Di tanto in tanto la serie fa un salto nel passato per mostrarci che il dubbio in questione ha ragioni – sebbene oscure – di esistere. Siamo da qualche parte in una clinica di disintossicazione, dove la versione più giovane di Adele si intrattiene e confida con un certo Rob (Robert Aramayo), del quale non sembra esserci traccia nel presente. Nulla però viene svelato davvero: ci si aspetta una grossa sorpresa, ma nessuna leva viene innescata in maniera tale da farla spuntare fuori. Almeno fino agli ultimi due episodi, quando Dietro i suoi occhi si accende con una smania orgogliosa di sconvolgere i suoi spettatori.
Per etica rispettosa di chi non ha ancora visto la serie, scanseremo il più possibile i rischi di spoiler. (Per quelli che possono digerirli, comunque, di riflessioni che snocciolano perplesse il finale ne è pieno l’Internet.) Basti sapere che, senza seminare particolari indizi, Dietro ai suoi occhi svia bruscamente verso il soprannaturale, imbocca la strada della proiezione astrale e dello scambio di corpi e, prima di chiudere, si concede due giravolte alquanto assurde che cambiano l’intero corso della storia, oltre a far spalancare mascelle.

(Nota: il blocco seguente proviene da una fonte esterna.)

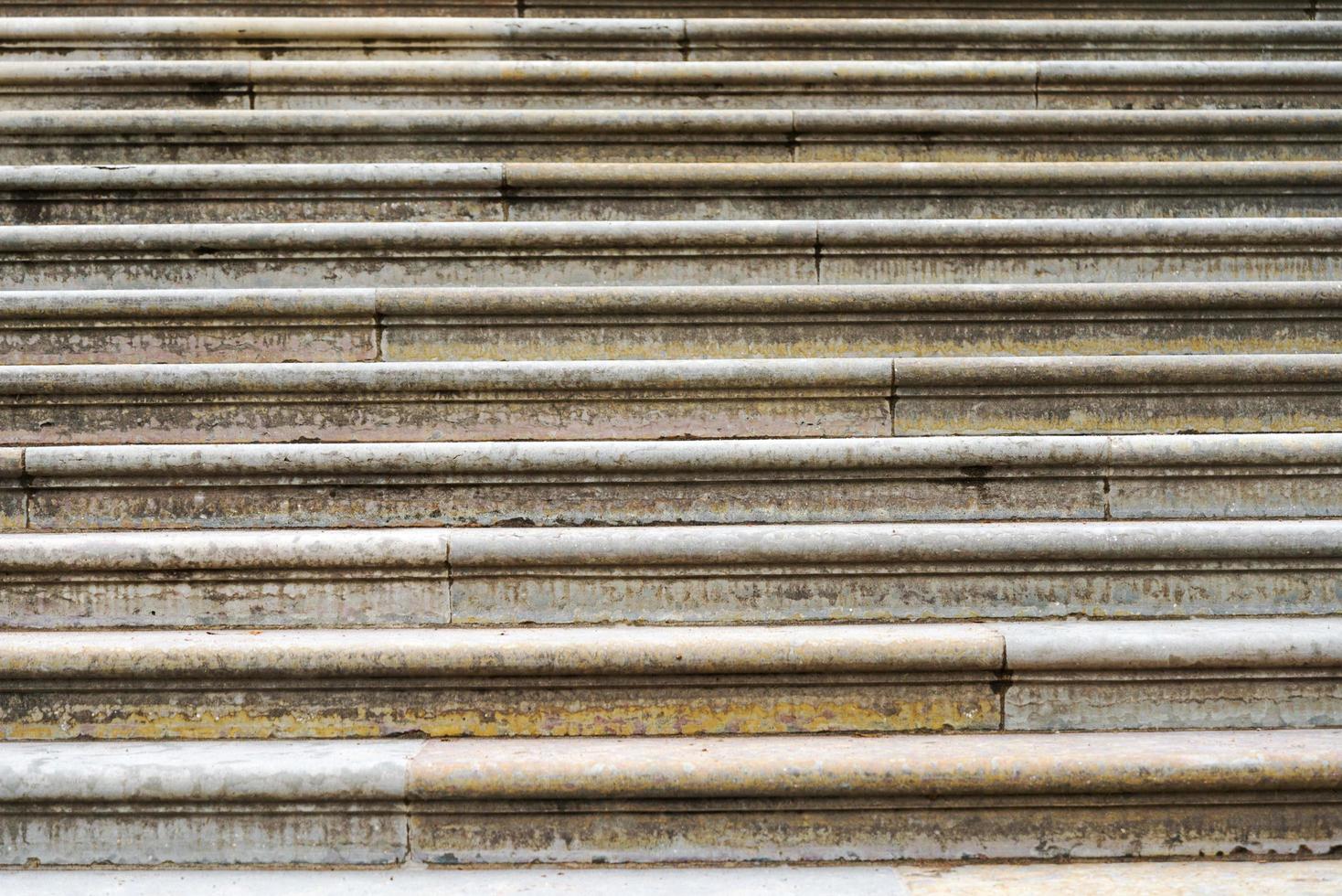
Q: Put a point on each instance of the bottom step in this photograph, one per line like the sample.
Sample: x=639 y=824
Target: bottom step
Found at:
x=673 y=800
x=1081 y=879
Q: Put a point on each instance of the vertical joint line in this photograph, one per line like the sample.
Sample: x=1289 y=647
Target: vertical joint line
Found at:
x=26 y=485
x=817 y=255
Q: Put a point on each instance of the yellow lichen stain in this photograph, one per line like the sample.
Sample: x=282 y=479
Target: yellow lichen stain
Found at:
x=547 y=720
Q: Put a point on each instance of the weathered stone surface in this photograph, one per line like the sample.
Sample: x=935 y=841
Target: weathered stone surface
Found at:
x=859 y=321
x=793 y=480
x=978 y=879
x=1227 y=476
x=286 y=402
x=653 y=39
x=969 y=135
x=1118 y=393
x=634 y=800
x=561 y=682
x=165 y=326
x=997 y=85
x=562 y=191
x=1192 y=674
x=557 y=85
x=671 y=252
x=485 y=683
x=1293 y=10
x=418 y=254
x=1086 y=250
x=875 y=798
x=670 y=135
x=14 y=498
x=220 y=579
x=538 y=324
x=151 y=804
x=857 y=880
x=883 y=573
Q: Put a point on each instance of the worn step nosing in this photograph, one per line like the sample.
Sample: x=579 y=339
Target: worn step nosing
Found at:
x=154 y=30
x=1077 y=235
x=576 y=651
x=524 y=180
x=634 y=458
x=467 y=304
x=802 y=123
x=670 y=767
x=653 y=546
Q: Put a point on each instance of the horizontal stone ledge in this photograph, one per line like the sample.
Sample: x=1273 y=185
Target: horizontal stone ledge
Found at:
x=575 y=651
x=284 y=402
x=194 y=135
x=600 y=83
x=1306 y=878
x=1230 y=10
x=671 y=252
x=532 y=304
x=928 y=766
x=667 y=39
x=539 y=800
x=639 y=483
x=575 y=682
x=681 y=767
x=872 y=543
x=1213 y=10
x=671 y=574
x=128 y=551
x=512 y=652
x=545 y=191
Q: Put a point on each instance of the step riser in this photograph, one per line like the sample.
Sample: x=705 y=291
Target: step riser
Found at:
x=640 y=483
x=877 y=201
x=1224 y=674
x=868 y=830
x=690 y=322
x=860 y=335
x=683 y=85
x=890 y=135
x=647 y=800
x=651 y=832
x=1158 y=10
x=656 y=40
x=671 y=252
x=1120 y=699
x=564 y=707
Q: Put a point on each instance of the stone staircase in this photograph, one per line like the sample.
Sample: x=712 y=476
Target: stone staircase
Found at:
x=874 y=453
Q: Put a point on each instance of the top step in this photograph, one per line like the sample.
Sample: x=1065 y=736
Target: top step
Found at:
x=1293 y=10
x=118 y=37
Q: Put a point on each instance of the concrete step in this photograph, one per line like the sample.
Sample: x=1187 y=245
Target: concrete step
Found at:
x=108 y=137
x=951 y=251
x=350 y=85
x=588 y=192
x=717 y=574
x=542 y=324
x=1232 y=10
x=705 y=399
x=579 y=682
x=633 y=483
x=203 y=37
x=1070 y=879
x=654 y=800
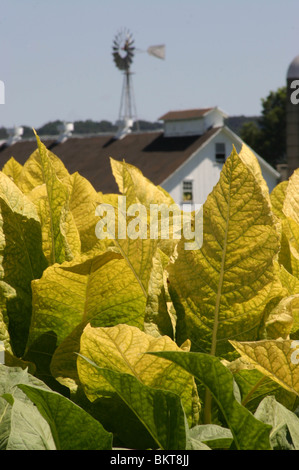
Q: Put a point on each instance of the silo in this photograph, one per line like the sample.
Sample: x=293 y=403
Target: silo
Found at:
x=292 y=116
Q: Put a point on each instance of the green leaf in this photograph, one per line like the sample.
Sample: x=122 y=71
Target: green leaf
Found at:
x=15 y=412
x=12 y=168
x=247 y=431
x=222 y=290
x=123 y=348
x=72 y=428
x=21 y=260
x=212 y=435
x=277 y=197
x=159 y=411
x=283 y=422
x=100 y=289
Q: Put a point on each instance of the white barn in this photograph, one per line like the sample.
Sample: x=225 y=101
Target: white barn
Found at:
x=195 y=178
x=185 y=157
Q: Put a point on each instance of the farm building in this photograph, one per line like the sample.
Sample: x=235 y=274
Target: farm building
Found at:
x=185 y=158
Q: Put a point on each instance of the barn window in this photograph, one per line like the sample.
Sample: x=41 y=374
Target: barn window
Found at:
x=187 y=191
x=220 y=152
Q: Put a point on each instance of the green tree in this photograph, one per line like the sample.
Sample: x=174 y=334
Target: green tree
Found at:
x=267 y=136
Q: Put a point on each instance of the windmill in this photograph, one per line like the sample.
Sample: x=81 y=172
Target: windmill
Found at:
x=123 y=51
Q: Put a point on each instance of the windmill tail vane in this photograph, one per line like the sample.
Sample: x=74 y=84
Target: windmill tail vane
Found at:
x=157 y=51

Kathryn VanArendonk, critica televisiva di «Vulture», ha detto che l’esperienza di assistere al finale di Dietro ai suoi occhi procura la stessa sensazione di quando si scopre di essere stati trollati. “Sai che il botto della sorpresa sta arrivando,” ha scritto VanArendonk. “Non fosse che invece di un pupazzo che salta fuori dalla scatola, qualcuno sbuca all’ultimo momento e ti getta un barattolo di gelatina sulle spalle.”
A buona parte del pubblico questa sensazione non è affatto piaciuta. D’altronde è difficile farsi andare giù una doppia svolta molto fantasiosa e ingiusta, quando le aspettative sono già pronte a risolvere un classico e serioso mistero. Ma a ben guardare, Dietro ai suoi occhi non fa alcun sforzo per alimentare simili aspettative. Non passa gli episodi a posizionare un indizio dopo l’altro, per dire. (I pochi presenti vengono colti molto dopo, a stagione conclusa.) Inoltre i suoi personaggi restano sempre un po’ sospesi tra un involucro che li àncora alla realtà e un’anima meno terrena e più horror.
Che la serie esista solo in funzione della sua fine baldanzosa lo si capisce poi recuperando il romanzo su cui si basa. Non solo il libro è stato promosso con l’hashtag #WTFthatending (“Che diavolo di finale” se vogliamo stare sulla traduzione più pulita). La copertina avverte anche “Non fidarti di questo libro. Non fidarti di questa storia. Non fidarti di te stesso”.
Se si segue il consiglio e si abbandonano le aspettative (ormai quasi noiose) di genere, guardare Dietro ai suoi occhi diventa uno spasso. Non male, in un periodo nel quale le serie tv appagano il bisogno di condividere un’esperienza, al di là della loro grandiosità o raffinatezza.